There are a couple of scenes in which Israelis explicitly oppress, harass and embarrass Palestinians. One memorable sequence involves an Israeli officer, who may or may not be drunk, forcing motorists at a checkpoint to join him in singing a folksong about the strength of the Jewish people. Another involves an Israeli policeman responding to a French tourist's request for assistance by fetching a blindfolded Palestinian prisoner from the back of a paddy wagon to help direct her to Jerusalem's old city. For the most part, though, the film depicts a Palestinian society choosing to react to adversity with self-destruction. Every interaction, every decision, every act in the film is colored by the reality of Israeli occupation; the harshness of the occupation does not, however, explain the nihilism that underlies every aspect of the film.
Even in the most personal of relationships -- between, say, E.S. and his lover -- there is nothing beyond silence. Not once in the entire movie do we see them exchange a word, a kiss, anything more than a wan smile. The occupation has rendered them mute, as well as powerless. And so they sit -- while in Ramallah neighbors abuse one another and the sick hasten their deaths by chain smoking -- staring at the Israeli checkpoint.

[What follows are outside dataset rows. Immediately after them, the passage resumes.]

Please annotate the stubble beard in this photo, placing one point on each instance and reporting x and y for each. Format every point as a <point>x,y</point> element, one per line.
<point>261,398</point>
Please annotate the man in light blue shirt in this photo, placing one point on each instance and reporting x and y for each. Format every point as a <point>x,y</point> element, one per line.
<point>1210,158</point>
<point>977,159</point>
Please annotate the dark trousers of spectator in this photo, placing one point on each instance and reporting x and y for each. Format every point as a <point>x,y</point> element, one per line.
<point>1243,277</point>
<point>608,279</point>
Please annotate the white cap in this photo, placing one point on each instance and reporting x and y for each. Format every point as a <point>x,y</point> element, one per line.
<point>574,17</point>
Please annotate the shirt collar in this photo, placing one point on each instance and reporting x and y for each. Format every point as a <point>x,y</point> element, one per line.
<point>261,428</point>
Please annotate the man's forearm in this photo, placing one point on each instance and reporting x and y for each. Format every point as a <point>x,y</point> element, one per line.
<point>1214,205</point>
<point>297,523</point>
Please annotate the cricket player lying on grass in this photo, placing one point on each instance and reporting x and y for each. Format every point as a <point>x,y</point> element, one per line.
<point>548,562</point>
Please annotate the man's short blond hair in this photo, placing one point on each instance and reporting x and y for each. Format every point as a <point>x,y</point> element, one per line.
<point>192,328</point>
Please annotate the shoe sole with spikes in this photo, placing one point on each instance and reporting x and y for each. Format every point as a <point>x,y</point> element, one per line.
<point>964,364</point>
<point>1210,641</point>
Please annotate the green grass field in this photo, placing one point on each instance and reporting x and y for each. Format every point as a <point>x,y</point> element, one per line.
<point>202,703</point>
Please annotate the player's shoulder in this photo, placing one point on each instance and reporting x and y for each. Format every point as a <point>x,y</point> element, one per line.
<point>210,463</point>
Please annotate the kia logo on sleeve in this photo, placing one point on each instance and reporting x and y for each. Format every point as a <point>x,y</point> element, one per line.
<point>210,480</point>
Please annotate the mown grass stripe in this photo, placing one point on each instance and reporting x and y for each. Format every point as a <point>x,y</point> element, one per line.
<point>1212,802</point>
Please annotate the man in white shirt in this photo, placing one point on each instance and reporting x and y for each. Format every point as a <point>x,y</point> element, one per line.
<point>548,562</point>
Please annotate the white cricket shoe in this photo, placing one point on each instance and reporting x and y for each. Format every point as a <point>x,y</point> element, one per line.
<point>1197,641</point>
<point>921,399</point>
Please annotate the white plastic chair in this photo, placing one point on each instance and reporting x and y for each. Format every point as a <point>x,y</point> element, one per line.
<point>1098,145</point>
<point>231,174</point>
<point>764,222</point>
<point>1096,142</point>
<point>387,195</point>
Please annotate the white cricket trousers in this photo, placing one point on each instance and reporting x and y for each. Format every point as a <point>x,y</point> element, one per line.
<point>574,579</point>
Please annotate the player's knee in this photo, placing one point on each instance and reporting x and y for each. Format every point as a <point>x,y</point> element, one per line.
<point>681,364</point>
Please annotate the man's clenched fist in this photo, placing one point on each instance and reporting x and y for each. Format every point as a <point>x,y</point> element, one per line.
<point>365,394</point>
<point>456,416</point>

In interviews, Suleiman, who is an Israeli citizen, says he is a supporter of peace, transformed by the occupation but still hopeful. Yet the vision he presents in this film is one where only violence speaks in a compelling voice, where destruction is presented as the only celebratory human interaction. That Palestinians are enraged with the state of things is understandable, but without coherent expression, those feelings cannot be engaged, and the conditions that promulgate them will not be altered. It is exactly this gaping silence in Palestinian society that magnifies the voices of political radicals and fundamentalist clerics. That is the kind of divine intervention we all need less of.
Divine Intervention is distributed by Pyramide Films. It has been screened at the Chicago International Film Festival and the New York Film Festival.
Jeff Mandell is a student at the University of Chicago Law School.